Modi and Indian health authorities now claim to be conducting the “world’s biggest vaccination program,” including jabs for people over the age of 60.
The Financial Times reported on March 22, however, that the program “excludes millions of vulnerable Indians, who often live for years with undiagnosed diabetes and hypertension—conditions which are both indicators for priority vaccine.”
India’s vaccination program, which began in mid-January, has met just 7 percent of its target of administering 500 million doses by July 2021. In order to achieve this target, it must administer 3.65 million shots per day.
The Modi government’s ill-prepared COVID-19 lockdown in March last year, which gave the population just four-hour’s notice, led to the immediate lay off of over 100 million internal migrant workers, most of them from the so-called unorganised sector. The government provided no social support to these workers and their families.
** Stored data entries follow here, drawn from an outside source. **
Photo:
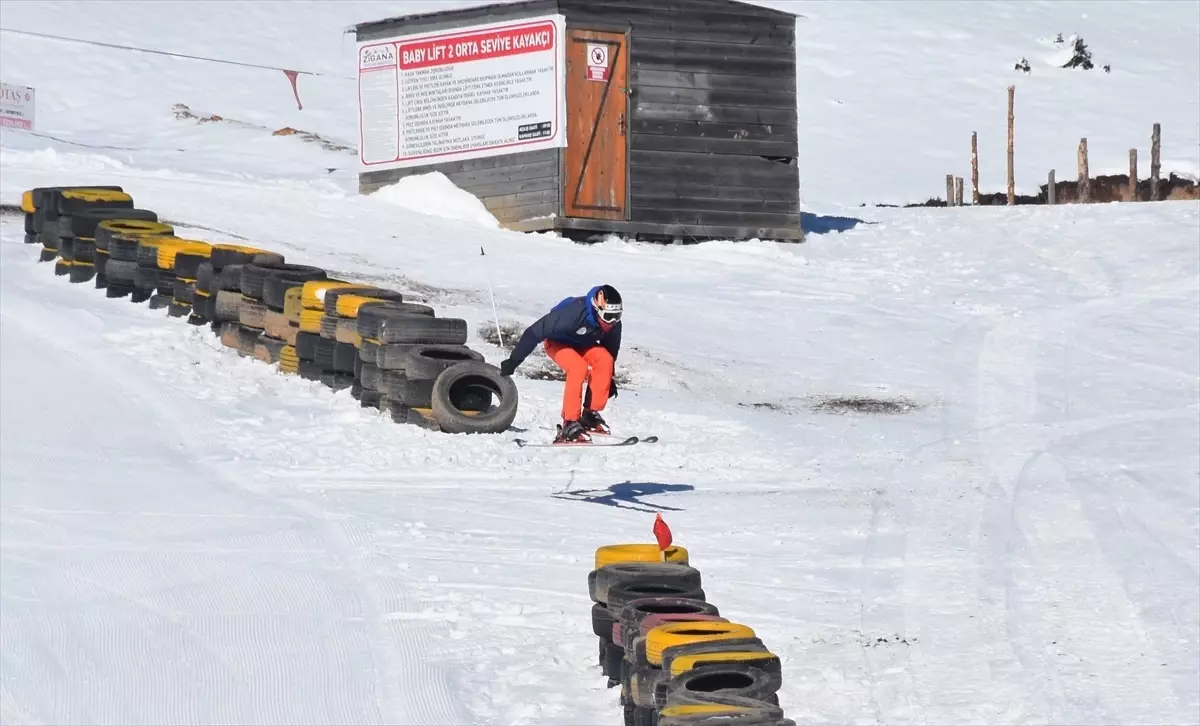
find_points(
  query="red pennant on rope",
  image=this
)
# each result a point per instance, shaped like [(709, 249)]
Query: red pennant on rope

The lockdown was not combined with mass testing, contact tracing or the allocation of billions of rupees in additional healthcare spending, and failed to achieve its declared aims. Millions of workers were thrown into extreme poverty and hunger and hundreds of thousands of small-businesses collapsed.
An Indian Express article on March 24 cited a survey by Azim Premji University (APU) researchers. Based on national data, it revealed that more than half of those who lost their jobs during the pandemic were still unemployed in December. The newspaper also reported that 90 percent of those surveyed reported a “reduction in food consumption during lockdown; of them only 30 percent of respondents reported that food consumption was back to pre-lockdown levels in November.”